Il s’avère donc que ce site détient les composantes, tant en vestiges archéologiques qu’en ressources naturelles, permettant d’y apposer le terme “territoire”. Celui-ci nécessite cependant une clarification préalable, ainsi que d’autres mots associés comme “terroirs”, “finage” et “propriété”. Sachant que ce vocable englobe des notions variées qui se sont enrichies au cours de l’histoire, il est important de les considérer dans un sens volontairement dépourvu des aspects juridiques, puisqu’il est question ici d’une période proto-historique (en l’occurrence, le Second âge du Fer). Le développement sémantique qui suit correspond aux interprétations de l’auteur, dans l’optique fixée par le titre de l’article. Il est évident que les propos sont également conditionnés par l’échelle de nos observations et le degré d’exploitation des données. Aussi, c’est au moyen de l’évolution d’une occupation d’habitat in situ pendant plusieurs siècles que nous souhaitons aborder une notion spatiale, celle de la formation d’un territoire agricole habité, consubstantielle aux potentialités géo-topographiques du lieu, avant de l’intégrer dans une réflexion plus large à l’échelle d’une région actuelle.
Mise au point sémantique
Territoires et terroirs
On retient de la géographie humaine qu’un territoire est un espace géographique avec une spécificité naturelle ou culturelle3. Le premier peut se traduire cependant par un ensemble de divers terroirs, à savoir les qualités physiques du terrain, tant ses particularités géo-topographiques que les potentialités des sols et donc des ressources. Quant à la caractéristique culturelle, outre la notion d’unité des populations habitant le territoire, c’est avant tout sa planification, sa gestion qui importent. Le territoire naturel va alors se confondre avec l’emprise de l’homme et devient une “portion humanisée de la surface terrestre”4.

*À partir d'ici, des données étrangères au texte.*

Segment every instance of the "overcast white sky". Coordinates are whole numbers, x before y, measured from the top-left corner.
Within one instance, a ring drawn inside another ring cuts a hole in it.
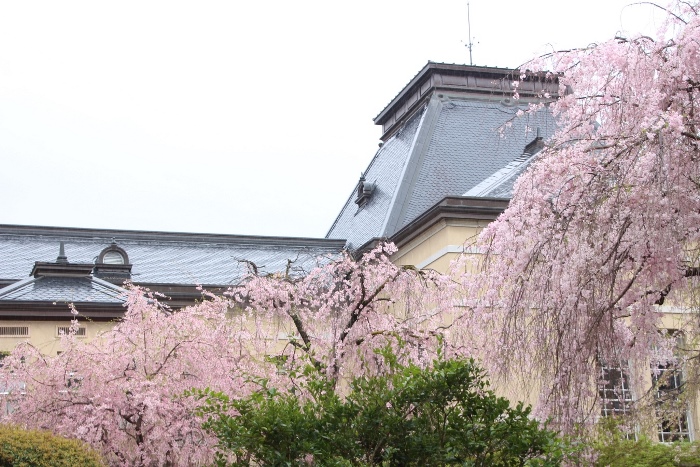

Ce terme implique également, toujours selon les géographes, l’existence de limites ou de frontières, ces dernières étant réservées plutôt au territoire politique et administratif. Dans cet article, il est préféré la notion de limites. Elles peuvent être appréciées tant par des éléments de géographie physique (plaine alluviale…), que des éléments archéologiques (culture matérielle, gestuelle funéraire, typologie de l’habitat…).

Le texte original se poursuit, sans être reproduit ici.